Part of Advances in Neural Information Processing Systems 34 (NeurIPS 2021)
Yegor Klochkov, Nikita Zhivotovskiy
The sharpest known high probability generalization bounds for uniformly stable algorithms (Feldman, Vondrak, NeurIPS 2018, COLT, 2019), (Bousquet, Klochkov, Zhivotovskiy, COLT, 2020) contain a generally inevitable sampling error term of order $\Theta(1/\sqrt{n})$. When applied to excess risk bounds, this leads to suboptimal results in several standard stochastic convex optimization problems. We show that if the so-called Bernstein condition is satisfied, the term $\Theta(1/\sqrt{n})$ can be avoided, and high probability excess risk bounds of order up to $O(1/n)$ are possible via uniform stability.
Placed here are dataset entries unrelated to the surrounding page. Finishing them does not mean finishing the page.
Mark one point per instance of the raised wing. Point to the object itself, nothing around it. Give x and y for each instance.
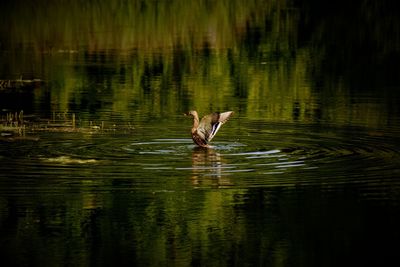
(210, 124)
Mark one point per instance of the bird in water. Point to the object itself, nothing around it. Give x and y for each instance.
(205, 129)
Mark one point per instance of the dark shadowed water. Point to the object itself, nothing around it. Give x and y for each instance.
(97, 166)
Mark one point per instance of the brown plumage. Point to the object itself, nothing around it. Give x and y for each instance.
(205, 129)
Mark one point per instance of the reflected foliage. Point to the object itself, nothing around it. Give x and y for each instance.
(301, 62)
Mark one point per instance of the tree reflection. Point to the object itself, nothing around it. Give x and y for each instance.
(207, 168)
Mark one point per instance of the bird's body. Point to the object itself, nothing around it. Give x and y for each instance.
(205, 129)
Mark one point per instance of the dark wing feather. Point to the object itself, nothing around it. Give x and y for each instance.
(210, 124)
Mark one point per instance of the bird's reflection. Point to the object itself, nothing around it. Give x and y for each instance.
(207, 168)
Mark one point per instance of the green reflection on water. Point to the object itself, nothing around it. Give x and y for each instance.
(147, 62)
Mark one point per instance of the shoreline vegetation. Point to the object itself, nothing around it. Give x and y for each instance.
(16, 126)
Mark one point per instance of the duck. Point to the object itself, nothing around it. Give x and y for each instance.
(205, 129)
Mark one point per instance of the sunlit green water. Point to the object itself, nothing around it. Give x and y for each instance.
(103, 172)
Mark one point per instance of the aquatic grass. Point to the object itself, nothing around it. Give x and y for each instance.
(13, 125)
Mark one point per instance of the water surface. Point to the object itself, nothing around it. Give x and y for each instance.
(99, 167)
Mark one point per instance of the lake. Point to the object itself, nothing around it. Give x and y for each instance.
(97, 164)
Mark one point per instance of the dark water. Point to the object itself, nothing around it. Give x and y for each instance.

Using this result, we show a high probability excess risk bound with the rate $O(\log n/n)$ for strongly convex and Lipschitz losses valid for \emph{any} empirical risk minimization method. This resolves a question of Shalev-Shwartz, Shamir, Srebro, and Sridharan (COLT, 2009). We discuss how $O(\log n/n)$ high probability excess risk bounds are possible for projected gradient descent in the case of strongly convex and Lipschitz losses without the usual smoothness assumption.